Premise: Leonardo DiCaprio and Kate Winslet play a young married couple in suburban New York in the conformity-happy 1950s. They watch their youthful dreams of happiness slip away until they hit upon a seemingly foolproof plan to make a great escape.

Pedigree: Director Sam Mendes famously trained his eye on suburbia with American Beauty, and stars Winslet and DiCaprio previously teamed up in a movie you might have heard of, about a boat. Kathy Bates, who made a memorable appearance as the unsinkable Molly Brown in that movie, is also on hand.

Oscar-O-Meter rating: 7. We might rank this film's award-nights chances a little higher if we hadn't read Richard Yates' remarkable 1961 novel, which in its own way makes The Road look like the running-across-America scenes in Forrest Gump. (Think Mad Men by way of Contempt.
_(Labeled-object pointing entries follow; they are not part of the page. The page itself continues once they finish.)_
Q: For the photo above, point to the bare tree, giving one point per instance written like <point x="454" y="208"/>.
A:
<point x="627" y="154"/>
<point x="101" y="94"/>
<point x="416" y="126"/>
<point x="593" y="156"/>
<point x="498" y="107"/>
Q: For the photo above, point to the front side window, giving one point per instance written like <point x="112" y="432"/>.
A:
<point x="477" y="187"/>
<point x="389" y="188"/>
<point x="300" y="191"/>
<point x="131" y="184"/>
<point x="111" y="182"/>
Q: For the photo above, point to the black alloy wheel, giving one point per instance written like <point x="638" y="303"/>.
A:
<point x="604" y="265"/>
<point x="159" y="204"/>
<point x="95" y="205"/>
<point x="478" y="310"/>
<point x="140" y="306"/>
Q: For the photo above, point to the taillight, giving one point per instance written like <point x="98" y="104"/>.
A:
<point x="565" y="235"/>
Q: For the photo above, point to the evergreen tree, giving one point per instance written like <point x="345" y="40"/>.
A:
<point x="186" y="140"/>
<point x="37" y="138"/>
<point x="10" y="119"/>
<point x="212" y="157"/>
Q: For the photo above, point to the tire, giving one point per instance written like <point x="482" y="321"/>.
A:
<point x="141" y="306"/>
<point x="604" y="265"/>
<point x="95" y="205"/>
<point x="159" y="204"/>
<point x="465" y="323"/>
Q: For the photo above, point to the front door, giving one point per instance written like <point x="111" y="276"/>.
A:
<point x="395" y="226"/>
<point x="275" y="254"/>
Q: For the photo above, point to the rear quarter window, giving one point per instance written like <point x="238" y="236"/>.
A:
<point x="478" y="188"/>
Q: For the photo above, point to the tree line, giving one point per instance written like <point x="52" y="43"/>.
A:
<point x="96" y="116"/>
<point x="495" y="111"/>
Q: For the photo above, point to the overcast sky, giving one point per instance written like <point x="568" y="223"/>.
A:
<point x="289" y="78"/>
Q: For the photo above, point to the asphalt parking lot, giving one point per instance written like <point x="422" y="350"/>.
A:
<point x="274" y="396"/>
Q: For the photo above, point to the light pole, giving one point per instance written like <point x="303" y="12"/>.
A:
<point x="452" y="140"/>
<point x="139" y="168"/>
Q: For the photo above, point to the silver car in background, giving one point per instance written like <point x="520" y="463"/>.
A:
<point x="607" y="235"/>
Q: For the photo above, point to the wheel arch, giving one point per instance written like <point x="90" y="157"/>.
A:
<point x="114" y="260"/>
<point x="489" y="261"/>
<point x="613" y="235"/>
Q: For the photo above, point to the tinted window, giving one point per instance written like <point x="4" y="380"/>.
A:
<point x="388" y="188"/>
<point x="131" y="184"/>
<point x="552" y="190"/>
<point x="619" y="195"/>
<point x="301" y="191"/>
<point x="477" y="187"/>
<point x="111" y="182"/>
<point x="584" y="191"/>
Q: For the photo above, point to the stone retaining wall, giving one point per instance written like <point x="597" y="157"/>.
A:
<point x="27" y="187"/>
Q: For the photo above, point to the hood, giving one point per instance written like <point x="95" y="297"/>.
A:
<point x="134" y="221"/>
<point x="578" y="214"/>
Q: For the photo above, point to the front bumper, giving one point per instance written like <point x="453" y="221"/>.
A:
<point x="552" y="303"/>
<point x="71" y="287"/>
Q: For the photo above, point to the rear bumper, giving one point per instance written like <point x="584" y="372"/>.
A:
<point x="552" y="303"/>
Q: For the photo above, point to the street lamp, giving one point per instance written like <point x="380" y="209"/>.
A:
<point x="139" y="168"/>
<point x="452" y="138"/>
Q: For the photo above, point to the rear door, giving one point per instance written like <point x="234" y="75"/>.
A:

Then add a really dark ending.) Audiences who show up expecting to see the lovebirds from Titanic finally settle down together might walk away fuming.

Advance word: Nothing yet, save for an exclusive teaser trailer on Entertainment Tonight. So if you have questions, take 'em up with Mary Hart.

Waltz With Bashir

Premise: Ari Folman's unique "animated documentary" follows a film director who's having trouble remembering a massacre that occurred while he was serving in the Israeli army during the Lebanon War in the early '80s. He tries to fill in the gaps by tracking down his old comrades.

Pedigree: In spite of two previous features and some experience on Israeli television, Folman is an unknown quantity. The film's warm reception at this year's Cannes Film Festival is the only thing putting him on the map.

Oscar-O-Meter Rating: 2. The sheer novelty of Waltz With Bashir may earn it the Persepolis slot in this year's Best Animated Feature category, but it has no chance to expand beyond that. It should also be noted that Waltz With Bashir is significantly less inviting than Persepolis.

The view from TIFF: The most immediate comparison is Richard Linklater's Waking Life, not just for its parade of animated talking heads, but for its dreamy, meditative rhythms, which are mesmerizing enough to carry along segments that aren't always compelling on their own. But would anyone care about Waltz With Bashir if it were live-action?

Also in multiplexes: Adam Sandler returns in the family fantasy Bedtime Stories, in which the fairy tales he tells come true. Fantastic Four director Tim Story helms the underdog sports movie Hurricane Season, in which students from five Katrina-wrecked schools assemble into a feisty winning team. And could the sexed-up, fetishy early ads for Frank Miller's film adaptation of Will Eisner's groundbreaking comic The Spirit be any more, well, dispiriting? It might wind up being entertaining, but it still looks like it's going to be much more Miller than Eisner, which is like saying there's a new Peanuts movie that's going to be more Quentin Tarantino than Charles Schulz.

December TBD

Che

Premise: Steven Soderbergh's four-hour-plus Che Guevara biopic divides neatly into two parts: The first follows Che (Benicio Del Toro) and Fidel Castro as they gather forces for the Cuban revolution, and the second deals with his stalled revolutionary campaign in Bolivia, which never got out of the forest.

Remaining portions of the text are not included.